Вообще-то над молоденькими девочками-практикантками я издеваюсь совершенно не так.

– Короче говоря, – сказала Аня, – через час мы встречаемся на проспекте Славы и вы устраиваете нам обещанную экскурсию. Вспомнили?

Ничего я не вспомнил. Что я могу вспомнить? Помню только, что вчера ко мне пришел Артур. Следовательно, мы пили. Мы всегда, когда встречаемся с Артуром, пьем. Когда-то мы вместе готовились к экзаменам. И не пили. А потом, будто желая наверстать упущенное, стали пить при каждой встрече.

Артура, кстати, зовут Артурик. Он по паспорту Артурик Суренович Меликян. А его родной брат по паспорту Фердинанд. Что должно быть в голове у родителей, чтобы одного сына назвать Артурик, а второго – Фердинанд? Я понимаю, если одного назвать Фердинанд, а второго – Герберт. Или одного – Артурик, а второго – Жоржик. Но Артурик и Фердинанд – это выше моего понимания.

Природа тоже возмутилась, что ее убогих пасынков нарекли таким чудным образом. А природа шутить не любит. Или любит? Любит. Но зло. Природа любит злые шутки. И природа зло пошутила над незадачливыми родителями. Впрочем, расхлебывать пришлось детям. Ни один из братьев решительно не подходил к своему имени. Невысокий, хрупкий и несколько женоподобный младший брат носил грозное имя Фердинанд, а рядом с ним возвышался 120-килограммовый бородатый Артурик.
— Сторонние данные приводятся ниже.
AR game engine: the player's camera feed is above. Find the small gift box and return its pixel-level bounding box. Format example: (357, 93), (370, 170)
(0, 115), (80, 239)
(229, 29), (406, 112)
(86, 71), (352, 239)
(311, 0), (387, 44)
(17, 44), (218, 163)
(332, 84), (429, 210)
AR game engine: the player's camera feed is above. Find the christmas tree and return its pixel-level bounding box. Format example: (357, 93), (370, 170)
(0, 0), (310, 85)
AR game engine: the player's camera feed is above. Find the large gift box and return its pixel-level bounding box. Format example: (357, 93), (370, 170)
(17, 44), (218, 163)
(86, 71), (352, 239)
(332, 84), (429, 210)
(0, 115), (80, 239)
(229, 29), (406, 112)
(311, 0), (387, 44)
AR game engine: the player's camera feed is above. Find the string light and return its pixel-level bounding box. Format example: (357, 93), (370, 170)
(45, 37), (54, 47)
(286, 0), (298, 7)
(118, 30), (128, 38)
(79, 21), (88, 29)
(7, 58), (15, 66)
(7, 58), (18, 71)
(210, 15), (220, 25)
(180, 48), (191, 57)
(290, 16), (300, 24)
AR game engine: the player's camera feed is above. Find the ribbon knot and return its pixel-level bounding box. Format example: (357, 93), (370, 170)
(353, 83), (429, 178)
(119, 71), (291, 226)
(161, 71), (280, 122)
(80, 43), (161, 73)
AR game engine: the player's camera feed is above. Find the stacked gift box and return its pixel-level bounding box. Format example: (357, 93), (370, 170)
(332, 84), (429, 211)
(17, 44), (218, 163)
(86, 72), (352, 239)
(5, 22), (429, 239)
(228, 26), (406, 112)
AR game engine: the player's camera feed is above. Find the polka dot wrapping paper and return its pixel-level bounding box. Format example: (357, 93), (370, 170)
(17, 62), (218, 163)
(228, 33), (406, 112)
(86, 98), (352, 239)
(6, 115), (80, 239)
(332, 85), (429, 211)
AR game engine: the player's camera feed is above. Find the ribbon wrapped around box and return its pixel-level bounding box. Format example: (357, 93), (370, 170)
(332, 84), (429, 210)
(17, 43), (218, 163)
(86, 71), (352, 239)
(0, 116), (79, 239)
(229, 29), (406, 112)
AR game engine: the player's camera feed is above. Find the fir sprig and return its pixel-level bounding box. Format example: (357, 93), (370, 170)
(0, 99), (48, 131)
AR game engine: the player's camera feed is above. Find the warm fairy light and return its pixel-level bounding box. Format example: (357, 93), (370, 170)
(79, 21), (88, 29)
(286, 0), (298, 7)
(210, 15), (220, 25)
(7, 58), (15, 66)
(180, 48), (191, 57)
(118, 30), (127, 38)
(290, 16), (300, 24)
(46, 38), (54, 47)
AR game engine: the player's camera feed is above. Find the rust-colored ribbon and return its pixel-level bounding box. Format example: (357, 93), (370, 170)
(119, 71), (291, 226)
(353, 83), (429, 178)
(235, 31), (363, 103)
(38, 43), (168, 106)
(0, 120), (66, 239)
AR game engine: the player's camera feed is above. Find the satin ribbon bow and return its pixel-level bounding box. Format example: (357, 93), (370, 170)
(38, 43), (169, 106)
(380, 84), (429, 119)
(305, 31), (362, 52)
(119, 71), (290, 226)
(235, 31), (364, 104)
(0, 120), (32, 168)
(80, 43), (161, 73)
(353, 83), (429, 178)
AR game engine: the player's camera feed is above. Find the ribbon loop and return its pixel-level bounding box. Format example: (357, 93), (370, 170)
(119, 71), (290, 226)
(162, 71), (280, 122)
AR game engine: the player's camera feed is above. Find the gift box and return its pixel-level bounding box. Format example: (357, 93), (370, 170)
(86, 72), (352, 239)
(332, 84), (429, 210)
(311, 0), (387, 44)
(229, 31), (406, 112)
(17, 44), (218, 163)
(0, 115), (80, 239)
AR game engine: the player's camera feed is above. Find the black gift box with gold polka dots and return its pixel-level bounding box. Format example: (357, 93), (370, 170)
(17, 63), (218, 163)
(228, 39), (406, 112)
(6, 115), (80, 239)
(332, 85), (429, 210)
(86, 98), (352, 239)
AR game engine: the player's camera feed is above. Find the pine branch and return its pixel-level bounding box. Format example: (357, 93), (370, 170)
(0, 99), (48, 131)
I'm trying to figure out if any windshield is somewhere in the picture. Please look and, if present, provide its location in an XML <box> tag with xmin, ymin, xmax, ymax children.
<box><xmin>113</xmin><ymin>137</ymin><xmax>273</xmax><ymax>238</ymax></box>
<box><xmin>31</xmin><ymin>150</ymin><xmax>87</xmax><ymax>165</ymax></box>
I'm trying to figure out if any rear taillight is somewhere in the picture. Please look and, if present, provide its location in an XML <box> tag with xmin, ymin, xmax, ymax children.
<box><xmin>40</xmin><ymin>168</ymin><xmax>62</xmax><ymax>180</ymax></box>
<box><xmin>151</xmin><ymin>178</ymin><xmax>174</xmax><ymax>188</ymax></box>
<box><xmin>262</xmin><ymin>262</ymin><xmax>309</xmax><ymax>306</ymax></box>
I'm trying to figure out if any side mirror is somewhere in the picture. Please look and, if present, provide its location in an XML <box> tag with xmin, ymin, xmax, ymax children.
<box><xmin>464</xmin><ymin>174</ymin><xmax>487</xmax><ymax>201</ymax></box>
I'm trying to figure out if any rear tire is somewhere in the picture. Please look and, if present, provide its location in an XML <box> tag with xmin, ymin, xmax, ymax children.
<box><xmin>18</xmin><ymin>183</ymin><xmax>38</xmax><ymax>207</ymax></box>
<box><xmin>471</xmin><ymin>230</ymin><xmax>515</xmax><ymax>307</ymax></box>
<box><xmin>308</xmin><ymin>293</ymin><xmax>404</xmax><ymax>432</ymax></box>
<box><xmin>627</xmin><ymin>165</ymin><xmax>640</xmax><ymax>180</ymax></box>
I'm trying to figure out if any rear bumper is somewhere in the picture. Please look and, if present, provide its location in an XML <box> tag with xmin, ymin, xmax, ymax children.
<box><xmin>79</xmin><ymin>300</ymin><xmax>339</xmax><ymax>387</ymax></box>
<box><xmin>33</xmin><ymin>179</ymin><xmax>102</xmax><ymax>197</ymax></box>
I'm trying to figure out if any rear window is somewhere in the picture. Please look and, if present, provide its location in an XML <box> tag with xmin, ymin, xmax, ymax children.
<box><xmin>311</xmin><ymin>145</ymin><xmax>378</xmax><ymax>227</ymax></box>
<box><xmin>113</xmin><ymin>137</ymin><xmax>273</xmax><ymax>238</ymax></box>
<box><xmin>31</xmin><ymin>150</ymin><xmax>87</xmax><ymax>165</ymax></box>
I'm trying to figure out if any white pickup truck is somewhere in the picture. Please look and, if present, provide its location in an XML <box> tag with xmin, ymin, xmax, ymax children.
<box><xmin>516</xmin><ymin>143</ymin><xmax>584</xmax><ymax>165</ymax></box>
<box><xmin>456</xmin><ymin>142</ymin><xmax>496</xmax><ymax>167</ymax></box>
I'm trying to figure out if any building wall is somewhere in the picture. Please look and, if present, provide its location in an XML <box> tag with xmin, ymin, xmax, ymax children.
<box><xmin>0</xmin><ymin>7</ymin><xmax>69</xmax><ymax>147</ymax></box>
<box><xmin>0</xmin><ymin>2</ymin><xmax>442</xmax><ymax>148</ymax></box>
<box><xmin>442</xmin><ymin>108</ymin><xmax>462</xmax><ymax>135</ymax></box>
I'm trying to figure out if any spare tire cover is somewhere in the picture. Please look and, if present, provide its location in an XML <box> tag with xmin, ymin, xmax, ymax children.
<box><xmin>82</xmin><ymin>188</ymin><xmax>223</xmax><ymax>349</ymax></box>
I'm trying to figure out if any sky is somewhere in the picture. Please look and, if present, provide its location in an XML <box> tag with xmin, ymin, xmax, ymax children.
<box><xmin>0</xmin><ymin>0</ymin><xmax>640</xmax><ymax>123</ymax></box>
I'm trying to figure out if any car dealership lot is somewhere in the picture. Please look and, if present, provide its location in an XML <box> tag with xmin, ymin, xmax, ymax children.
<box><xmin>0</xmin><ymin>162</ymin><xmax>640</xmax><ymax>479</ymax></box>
Я всегда называл его Артуром. Обращаться к взрослому мужику уменьшительно-ласкательным именем Артурик – это нелепо, смешно и вообще весьма двусмысленно. Если я называл его Артуриком, то окружающие – в свою очередь – называли меня Педиком. А я не люблю, когда меня так называют, тем более что это неправда. И тем более что педиками называли нас обоих. А Артурик еще больше, чем я, не любит, когда его так называют.

Однажды в ночном клубе Fireball, что на Альпийском, он долго бил такого вот называльщика. Очень долго. Пока друг называльщика не подкрался сзади и не разбил об артуриков затылок пивную кружку. К счастью, дело было рядом с туалетом, так что кровь из затылка благополучно вытекла в раковину, после чего мы перевязали голову принесенным из бара полотенцем и уселись пить виски.

Вчера Артур пришел ко мне с литром водки. Он был возбужден. Он выступал по телевидению и дискутировал по поводу ЖКХ. И требовал, чтобы я посмотрел передачу в интернете.

Мы посмотрели. Внешне Артур выглядел неплохо. Внушительно. Солидно. Он был немногословен. Собственно, право говорить Артур предоставил своему оппоненту, который с удовольствием этим правом воспользовался. Его плавно, словно говно по трубам, текущую речь Артур время от времени перебивал короткими репликами двух типов: «И чё?» и «Ну и чё?» Когда Артур, наконец, собрался с мыслями и произнес относительно длинную фразу, а именно: «Я вот чё хотел сказать», – передача закончилась.

Я поздравил Артура с теледебютом, мягко ввернув про первый блин, который не всегда выходит нужной формы.

А потом мы пили.

– Ты знаешь, кто такой Борхес? – спросил Артур после четвертой рюмки.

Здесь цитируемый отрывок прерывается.